Nice!  Get like 15 more and just turn em loose in your house!  NO BUGS EVER! :lol:

----------

I see your point......I was mostly just messing with you all.  :Wink:

----------


## BallKingdom

Whoa, creepy... I'm buying some on thursday! I got a massive new cage for my anoles, and am buying 2 or 3 house geckos to add to the mix. Should be freaking awsome.

----------


## ptmn20

I've got a pick of a gecko licking something..............................

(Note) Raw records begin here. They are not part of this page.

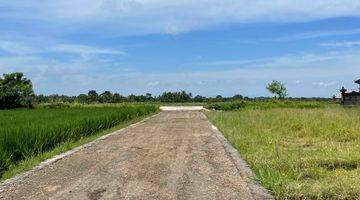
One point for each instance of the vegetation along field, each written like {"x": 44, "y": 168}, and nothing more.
{"x": 25, "y": 133}
{"x": 298, "y": 153}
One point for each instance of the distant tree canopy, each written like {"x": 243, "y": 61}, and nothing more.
{"x": 175, "y": 97}
{"x": 15, "y": 91}
{"x": 278, "y": 88}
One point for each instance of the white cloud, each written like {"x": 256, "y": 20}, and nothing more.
{"x": 16, "y": 48}
{"x": 317, "y": 34}
{"x": 325, "y": 84}
{"x": 153, "y": 83}
{"x": 341, "y": 44}
{"x": 84, "y": 50}
{"x": 164, "y": 16}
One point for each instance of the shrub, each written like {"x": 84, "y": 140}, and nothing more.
{"x": 15, "y": 91}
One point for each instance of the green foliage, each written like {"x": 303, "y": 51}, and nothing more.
{"x": 237, "y": 105}
{"x": 15, "y": 91}
{"x": 175, "y": 97}
{"x": 298, "y": 153}
{"x": 26, "y": 133}
{"x": 277, "y": 88}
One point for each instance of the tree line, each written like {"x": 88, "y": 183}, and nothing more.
{"x": 17, "y": 91}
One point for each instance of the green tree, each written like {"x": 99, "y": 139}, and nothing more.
{"x": 93, "y": 96}
{"x": 16, "y": 91}
{"x": 106, "y": 97}
{"x": 278, "y": 88}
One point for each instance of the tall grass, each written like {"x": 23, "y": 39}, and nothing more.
{"x": 26, "y": 133}
{"x": 298, "y": 153}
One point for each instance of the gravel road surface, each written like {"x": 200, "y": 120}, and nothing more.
{"x": 174, "y": 155}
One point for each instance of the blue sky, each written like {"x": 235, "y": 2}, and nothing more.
{"x": 205, "y": 47}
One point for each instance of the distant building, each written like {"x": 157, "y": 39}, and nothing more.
{"x": 350, "y": 98}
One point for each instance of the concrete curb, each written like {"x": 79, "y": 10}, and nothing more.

it isn't very clear, but its the best I have. I'll look around, I know I have a pic of my uros both licking each other at the same time  :Smile:

----------


## emroul

Aww how cute that would be to see! LOL I know I'm weird, SO WHAT?? LOL Thanks PTMN20  :Smile: 

Jennifer

----------


## Jeff

> Nice!  Get like 15 more and just turn em loose in your house!  NO BUGS EVER! :lol:


That's funny. So many people back in Florida actually did that. They'd catch em outside and just let them go in the house. The geckos somehow just got into my house, lol. I'd see em crawling on the walls almost daily. But they looked fat and healthy, so I let them be.

----------